Algunos metafísicos han llegado a decir que Dios ha caído del cielo y que se está despertando en cada individuo para crearse a sí mismo a través de su propia criatura. De modo que tal vez haya que buscar a Dios en las acciones. Esta adhesión a un Dios que, carece de rostro o de características personales, hecha por tierra la revelación del Dios tripersonal, a cuya imagen, cada hombre está llamado a vivir en comunión. Por otra parte, se olvida que la fe en un Dios en tres personas es el fundamento de toda la fe cristiana, así como la constitución de una sociedad auténticamente humana. Quizás tendríamos que profundizar más en el concepto de persona, y en todos los campos de la vida, tal vez entonces comprenderíamos que la ciencia no lo es todo, que Dios permanece callado pero que todo habla de Dios.

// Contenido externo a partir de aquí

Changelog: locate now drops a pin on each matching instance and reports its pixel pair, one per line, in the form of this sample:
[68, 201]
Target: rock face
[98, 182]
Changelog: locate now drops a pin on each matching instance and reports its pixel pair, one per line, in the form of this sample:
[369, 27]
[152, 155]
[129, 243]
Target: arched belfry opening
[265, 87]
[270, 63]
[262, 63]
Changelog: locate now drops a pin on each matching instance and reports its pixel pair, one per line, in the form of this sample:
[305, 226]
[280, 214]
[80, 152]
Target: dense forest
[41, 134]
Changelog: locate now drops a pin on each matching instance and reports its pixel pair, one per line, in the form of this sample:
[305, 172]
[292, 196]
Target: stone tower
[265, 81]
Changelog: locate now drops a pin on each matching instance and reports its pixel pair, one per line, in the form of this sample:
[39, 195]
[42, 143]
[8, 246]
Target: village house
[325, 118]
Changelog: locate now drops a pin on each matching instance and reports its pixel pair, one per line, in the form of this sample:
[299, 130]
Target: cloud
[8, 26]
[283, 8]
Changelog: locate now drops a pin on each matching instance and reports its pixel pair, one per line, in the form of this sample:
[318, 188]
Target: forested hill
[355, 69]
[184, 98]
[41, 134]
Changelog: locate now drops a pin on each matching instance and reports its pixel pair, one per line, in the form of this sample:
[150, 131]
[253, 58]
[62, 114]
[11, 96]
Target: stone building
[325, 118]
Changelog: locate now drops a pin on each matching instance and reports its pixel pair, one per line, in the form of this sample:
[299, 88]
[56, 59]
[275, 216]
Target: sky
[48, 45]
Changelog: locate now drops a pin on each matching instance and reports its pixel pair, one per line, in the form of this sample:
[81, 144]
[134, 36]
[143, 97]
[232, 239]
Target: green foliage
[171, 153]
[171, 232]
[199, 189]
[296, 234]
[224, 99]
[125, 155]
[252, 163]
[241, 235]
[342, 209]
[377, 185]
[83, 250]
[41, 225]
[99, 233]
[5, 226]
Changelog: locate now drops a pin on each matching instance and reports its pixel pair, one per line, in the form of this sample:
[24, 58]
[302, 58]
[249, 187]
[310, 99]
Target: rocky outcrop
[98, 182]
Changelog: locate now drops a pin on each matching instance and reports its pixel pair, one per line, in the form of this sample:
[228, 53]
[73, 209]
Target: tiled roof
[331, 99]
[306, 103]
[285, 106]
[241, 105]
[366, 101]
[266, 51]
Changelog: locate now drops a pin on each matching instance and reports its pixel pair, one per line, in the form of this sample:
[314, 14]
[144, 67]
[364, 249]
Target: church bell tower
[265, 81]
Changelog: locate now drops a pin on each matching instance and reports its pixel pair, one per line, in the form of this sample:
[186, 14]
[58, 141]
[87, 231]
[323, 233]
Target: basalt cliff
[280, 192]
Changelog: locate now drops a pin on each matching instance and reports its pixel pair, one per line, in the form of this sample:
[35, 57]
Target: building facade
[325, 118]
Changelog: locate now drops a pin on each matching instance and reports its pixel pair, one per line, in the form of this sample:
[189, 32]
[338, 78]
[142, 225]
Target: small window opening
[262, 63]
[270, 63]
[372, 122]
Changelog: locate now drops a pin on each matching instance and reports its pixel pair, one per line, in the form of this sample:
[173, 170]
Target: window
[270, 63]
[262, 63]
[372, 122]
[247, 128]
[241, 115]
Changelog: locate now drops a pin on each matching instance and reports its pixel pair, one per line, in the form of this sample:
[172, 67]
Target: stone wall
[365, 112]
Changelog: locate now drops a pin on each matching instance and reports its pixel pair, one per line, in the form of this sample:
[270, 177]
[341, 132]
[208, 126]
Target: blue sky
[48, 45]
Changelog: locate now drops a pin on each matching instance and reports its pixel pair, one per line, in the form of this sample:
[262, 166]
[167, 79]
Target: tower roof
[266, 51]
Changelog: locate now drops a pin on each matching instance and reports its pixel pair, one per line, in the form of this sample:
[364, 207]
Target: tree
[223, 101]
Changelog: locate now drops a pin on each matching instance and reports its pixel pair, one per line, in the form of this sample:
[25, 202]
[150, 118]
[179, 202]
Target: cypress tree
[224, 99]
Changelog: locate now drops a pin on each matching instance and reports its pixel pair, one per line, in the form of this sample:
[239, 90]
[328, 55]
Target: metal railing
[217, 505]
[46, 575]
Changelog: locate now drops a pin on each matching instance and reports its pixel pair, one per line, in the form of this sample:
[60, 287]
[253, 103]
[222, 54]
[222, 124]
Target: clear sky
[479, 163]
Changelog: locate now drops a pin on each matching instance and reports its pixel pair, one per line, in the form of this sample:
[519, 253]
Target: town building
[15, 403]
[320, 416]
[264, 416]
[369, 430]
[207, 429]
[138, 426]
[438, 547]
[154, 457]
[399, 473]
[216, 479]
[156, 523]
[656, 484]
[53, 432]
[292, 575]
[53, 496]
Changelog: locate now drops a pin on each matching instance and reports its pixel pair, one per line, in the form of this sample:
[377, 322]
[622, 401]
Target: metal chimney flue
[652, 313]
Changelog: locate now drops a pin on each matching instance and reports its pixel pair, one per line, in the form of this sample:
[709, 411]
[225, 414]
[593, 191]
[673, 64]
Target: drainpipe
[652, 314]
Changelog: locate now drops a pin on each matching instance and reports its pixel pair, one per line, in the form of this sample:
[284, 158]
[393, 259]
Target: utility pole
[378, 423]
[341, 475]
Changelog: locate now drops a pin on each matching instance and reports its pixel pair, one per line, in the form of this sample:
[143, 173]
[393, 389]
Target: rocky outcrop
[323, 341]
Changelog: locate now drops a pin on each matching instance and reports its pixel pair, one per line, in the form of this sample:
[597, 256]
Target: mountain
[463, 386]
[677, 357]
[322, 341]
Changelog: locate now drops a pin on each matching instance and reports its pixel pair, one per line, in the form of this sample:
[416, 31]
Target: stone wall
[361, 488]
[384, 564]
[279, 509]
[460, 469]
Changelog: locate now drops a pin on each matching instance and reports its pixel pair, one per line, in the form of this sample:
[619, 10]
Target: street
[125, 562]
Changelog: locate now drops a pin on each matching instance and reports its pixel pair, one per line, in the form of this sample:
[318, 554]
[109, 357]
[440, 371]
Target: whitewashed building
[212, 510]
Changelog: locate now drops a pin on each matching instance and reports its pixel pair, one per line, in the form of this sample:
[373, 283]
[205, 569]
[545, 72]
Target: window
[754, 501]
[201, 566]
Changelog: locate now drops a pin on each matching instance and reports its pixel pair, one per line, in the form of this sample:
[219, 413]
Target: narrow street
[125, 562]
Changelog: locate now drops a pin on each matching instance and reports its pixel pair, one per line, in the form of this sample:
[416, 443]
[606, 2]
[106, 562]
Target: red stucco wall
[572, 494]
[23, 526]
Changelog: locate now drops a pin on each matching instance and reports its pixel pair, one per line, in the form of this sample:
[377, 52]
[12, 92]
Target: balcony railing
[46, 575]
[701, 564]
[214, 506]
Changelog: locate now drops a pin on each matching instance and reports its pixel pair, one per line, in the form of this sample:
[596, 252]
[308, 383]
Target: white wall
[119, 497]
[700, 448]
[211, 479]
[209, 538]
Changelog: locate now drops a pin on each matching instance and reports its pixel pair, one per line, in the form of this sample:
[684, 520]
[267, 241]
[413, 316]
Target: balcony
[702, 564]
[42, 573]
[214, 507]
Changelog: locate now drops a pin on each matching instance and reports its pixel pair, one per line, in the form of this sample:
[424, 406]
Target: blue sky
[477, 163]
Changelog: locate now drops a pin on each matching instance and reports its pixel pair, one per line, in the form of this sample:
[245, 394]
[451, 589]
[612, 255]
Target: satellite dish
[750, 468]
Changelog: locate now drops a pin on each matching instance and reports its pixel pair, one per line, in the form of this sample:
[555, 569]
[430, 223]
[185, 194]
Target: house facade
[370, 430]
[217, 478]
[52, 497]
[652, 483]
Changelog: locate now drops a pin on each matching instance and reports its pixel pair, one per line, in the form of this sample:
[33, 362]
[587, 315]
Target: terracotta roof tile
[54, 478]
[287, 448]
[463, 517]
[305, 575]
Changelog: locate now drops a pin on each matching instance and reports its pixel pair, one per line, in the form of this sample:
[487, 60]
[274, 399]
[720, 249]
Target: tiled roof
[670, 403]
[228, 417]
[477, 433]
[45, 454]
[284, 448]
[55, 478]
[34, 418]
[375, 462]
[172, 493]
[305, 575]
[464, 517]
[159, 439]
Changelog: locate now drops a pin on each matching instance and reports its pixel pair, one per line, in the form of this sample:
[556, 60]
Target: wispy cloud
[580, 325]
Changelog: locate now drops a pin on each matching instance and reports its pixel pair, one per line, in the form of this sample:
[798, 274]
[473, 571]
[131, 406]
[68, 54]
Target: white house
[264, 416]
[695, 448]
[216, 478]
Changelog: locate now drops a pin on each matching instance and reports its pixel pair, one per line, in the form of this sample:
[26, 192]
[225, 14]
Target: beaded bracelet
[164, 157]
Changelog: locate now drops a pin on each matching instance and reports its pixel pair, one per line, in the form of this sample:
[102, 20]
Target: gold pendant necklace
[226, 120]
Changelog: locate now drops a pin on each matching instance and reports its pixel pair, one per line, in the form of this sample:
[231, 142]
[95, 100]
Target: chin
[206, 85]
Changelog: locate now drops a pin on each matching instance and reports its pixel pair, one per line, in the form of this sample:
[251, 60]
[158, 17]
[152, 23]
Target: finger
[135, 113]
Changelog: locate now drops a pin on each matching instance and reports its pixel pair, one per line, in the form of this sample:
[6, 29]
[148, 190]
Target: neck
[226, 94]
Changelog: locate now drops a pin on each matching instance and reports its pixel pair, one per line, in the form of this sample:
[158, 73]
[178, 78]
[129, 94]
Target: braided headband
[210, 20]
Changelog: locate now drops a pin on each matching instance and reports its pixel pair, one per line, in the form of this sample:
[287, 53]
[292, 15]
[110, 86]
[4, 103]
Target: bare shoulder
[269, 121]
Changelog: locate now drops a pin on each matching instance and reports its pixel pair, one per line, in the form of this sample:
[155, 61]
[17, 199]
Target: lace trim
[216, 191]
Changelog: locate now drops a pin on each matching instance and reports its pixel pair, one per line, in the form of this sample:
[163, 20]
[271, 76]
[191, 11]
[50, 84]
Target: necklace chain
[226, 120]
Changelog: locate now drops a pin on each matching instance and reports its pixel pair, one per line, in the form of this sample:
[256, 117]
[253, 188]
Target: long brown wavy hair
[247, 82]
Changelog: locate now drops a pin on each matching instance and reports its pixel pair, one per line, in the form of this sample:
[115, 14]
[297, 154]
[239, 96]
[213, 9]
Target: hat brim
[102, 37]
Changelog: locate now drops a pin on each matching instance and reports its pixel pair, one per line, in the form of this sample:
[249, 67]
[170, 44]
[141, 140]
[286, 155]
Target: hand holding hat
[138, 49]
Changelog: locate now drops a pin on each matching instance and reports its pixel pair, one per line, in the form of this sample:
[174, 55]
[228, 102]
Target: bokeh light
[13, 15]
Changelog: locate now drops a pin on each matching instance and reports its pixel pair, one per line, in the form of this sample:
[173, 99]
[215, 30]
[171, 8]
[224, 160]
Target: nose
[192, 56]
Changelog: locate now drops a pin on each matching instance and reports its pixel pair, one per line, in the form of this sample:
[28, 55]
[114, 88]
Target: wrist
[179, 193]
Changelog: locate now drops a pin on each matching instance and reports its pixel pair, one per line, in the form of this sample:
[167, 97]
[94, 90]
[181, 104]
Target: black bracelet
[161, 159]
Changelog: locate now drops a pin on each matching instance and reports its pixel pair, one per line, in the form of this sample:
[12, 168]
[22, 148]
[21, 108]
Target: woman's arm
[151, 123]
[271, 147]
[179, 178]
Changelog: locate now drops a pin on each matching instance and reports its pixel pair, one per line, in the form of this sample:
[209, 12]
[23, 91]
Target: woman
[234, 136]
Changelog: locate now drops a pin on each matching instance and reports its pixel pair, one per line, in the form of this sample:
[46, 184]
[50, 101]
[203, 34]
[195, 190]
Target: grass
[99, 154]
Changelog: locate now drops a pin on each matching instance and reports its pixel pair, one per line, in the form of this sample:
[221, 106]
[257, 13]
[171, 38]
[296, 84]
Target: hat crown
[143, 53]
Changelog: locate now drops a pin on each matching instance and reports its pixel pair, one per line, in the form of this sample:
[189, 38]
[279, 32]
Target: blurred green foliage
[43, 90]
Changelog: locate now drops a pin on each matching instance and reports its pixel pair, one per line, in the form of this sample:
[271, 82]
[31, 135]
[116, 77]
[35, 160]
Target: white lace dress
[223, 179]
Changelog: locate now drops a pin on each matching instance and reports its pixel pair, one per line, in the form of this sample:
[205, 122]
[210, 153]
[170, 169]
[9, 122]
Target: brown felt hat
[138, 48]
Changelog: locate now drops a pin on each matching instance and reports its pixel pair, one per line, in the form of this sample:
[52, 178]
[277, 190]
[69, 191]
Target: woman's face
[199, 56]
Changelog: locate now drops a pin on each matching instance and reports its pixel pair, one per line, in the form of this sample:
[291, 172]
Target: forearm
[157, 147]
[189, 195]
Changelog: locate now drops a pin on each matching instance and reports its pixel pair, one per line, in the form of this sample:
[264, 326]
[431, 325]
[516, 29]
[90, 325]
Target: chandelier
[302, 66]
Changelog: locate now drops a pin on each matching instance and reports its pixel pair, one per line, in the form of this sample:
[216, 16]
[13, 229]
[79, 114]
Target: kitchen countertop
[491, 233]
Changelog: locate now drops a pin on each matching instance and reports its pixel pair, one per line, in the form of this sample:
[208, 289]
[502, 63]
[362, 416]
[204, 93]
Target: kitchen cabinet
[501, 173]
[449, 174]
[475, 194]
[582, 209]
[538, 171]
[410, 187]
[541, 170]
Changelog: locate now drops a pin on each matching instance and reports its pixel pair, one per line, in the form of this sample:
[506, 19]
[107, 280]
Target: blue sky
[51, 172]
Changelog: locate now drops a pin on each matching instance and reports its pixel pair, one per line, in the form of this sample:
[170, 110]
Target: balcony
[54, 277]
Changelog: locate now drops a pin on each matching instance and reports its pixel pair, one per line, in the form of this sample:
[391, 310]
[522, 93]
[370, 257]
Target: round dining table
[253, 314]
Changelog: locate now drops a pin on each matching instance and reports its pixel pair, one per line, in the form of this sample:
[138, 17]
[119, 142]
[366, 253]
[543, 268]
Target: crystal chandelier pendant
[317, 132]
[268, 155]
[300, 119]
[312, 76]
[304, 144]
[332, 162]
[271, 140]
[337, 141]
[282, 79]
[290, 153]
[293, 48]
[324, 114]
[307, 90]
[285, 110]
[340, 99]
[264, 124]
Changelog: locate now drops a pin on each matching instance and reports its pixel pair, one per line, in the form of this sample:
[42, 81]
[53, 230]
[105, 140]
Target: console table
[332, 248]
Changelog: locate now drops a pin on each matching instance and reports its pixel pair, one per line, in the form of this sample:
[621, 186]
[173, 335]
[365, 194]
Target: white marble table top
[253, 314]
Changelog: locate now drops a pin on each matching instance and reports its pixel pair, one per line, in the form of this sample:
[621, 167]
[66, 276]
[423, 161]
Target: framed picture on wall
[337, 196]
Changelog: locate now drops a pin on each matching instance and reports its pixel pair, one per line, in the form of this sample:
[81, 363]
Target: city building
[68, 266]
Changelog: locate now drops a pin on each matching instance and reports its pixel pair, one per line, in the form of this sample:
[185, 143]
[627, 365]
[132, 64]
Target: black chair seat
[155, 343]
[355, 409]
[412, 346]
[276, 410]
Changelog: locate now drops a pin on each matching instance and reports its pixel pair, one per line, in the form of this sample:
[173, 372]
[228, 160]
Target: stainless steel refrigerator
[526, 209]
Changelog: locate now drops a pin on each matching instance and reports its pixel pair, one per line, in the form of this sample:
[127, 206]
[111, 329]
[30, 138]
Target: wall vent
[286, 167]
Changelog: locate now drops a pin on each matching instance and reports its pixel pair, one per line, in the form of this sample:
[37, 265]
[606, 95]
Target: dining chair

En cualquier caso, si a Dios lo buscásemos en las acciones; Él mira las manos humildes, vacías y limpias, no las llenas de cosas, endiosadas y sucias. Santa Teresa pienso que dio en la clave: “Quien a Dios tiene, nada le falta. Sólo Dios basta”. Puede que una buena medicina fuese salir a los encuentros todos de todos, no al encontronazo continuo, tomar al enemigo como amigo, siempre es necesario, pero sin pretender crear un cómplice para nuestro uso y disfrute, para a renglón seguido, jactarnos de ser los guías-dioses de una humanidad que se ajusta a nuestros esquemas. Cuando Dios creó el mundo vio que era bueno, ¿qué dirá ahora cuando ponemos a la misma altura los ídolos que el Hacedor del mundo? La ciencia, como las letras o el arte, que son un maravilloso fruto de la creatividad humana, es un potencial que va a depender de la humanidad que pongamos a la hora de su ejercicio, ya que pueden humanizar al ser humano o degradarlo. Si es fundamental percibir la diferencia entre cuestiones de convicción o realidades, los asuntos de ciencia no se han de quedar tampoco atrás a la hora de abrirse a los valores espirituales. Bajo el paraguas de la ética, si esto fuese el fundamento primero y primario, la sociedad tecnológica científica desecharía la cultura de la muerte y el uso de técnicas que no fuesen para fines pacíficos. Falta nos hace.